Kepala DESDM Banten, Ari James Faraddy, menyebut lima perusahaan tambang melanggar ketentuan administrasi dan belum menjalankan kewajiban reklamasi. Namun, ia belum membeberkan detail pelanggaran maupun lokasi tambang tersebut.
Ia menegaskan, perusahaan bisa kembali beroperasi setelah menyelesaikan seluruh catatan dari DESDM. Dari total 24 tambang di Cilegon, tim sudah mengevaluasi 21 tambang dan menyisakan tiga tambang lagi.

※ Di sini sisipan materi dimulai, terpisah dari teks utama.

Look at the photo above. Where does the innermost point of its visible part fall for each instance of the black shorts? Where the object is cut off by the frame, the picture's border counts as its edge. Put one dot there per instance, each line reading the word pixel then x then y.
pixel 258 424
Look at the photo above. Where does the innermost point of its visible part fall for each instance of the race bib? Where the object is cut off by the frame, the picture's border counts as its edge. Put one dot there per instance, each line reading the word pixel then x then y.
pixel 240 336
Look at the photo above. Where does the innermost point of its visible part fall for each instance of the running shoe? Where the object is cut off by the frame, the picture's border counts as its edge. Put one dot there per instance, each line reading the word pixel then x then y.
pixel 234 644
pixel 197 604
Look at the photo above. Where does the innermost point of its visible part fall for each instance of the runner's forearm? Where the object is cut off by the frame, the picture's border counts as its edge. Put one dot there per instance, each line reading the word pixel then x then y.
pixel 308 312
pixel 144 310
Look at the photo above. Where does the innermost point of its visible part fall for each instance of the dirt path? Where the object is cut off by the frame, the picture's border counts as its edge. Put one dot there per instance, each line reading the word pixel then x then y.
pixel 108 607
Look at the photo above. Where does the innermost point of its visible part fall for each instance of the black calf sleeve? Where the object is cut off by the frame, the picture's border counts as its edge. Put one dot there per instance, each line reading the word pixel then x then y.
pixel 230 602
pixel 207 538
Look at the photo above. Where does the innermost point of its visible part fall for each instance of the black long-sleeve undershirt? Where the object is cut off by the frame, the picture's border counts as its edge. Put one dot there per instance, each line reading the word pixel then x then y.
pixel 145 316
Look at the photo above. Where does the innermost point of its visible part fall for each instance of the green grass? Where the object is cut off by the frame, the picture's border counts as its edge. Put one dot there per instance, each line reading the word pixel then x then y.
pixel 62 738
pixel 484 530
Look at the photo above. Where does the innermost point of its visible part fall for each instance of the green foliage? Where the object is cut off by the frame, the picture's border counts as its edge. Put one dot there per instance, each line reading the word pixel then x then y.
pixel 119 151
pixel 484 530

“Di Cilegon kita tinggal evaluasi 3 tambang. Untuk yang berizin, sudah 5 kita segel karena pelanggaran administrasi dan reklamasi,” kata Ari, Senin (23/2/2026).
Ari menjelaskan, evaluasi ini berjalan seiring dengan moratorium izin tambang. DESDM baru akan membuka kembali izin baru setelah merampungkan evaluasi seluruh 241 tambang berizin di Banten.
Setelah menyelesaikan evaluasi di Cilegon, Satgas akan bergerak ke Kabupaten Serang, lalu Kabupaten Pandeglang, dan terakhir ke Kabupaten Lebak.
Selain itu, Ari memastikan tim segera memeriksa tambang di Pasir Wangi, Kecamatan Ciomas, Kabupaten Serang. Warga sebelumnya mengeluhkan aktivitas tambang yang diduga semakin mendekati permukiman dan viral di media sosial.
“Kita belum tahu batas wilayah IUP-nya sampai mana. Tim akan turun langsung ke lapangan untuk mengecek secepatnya,” ujarnya.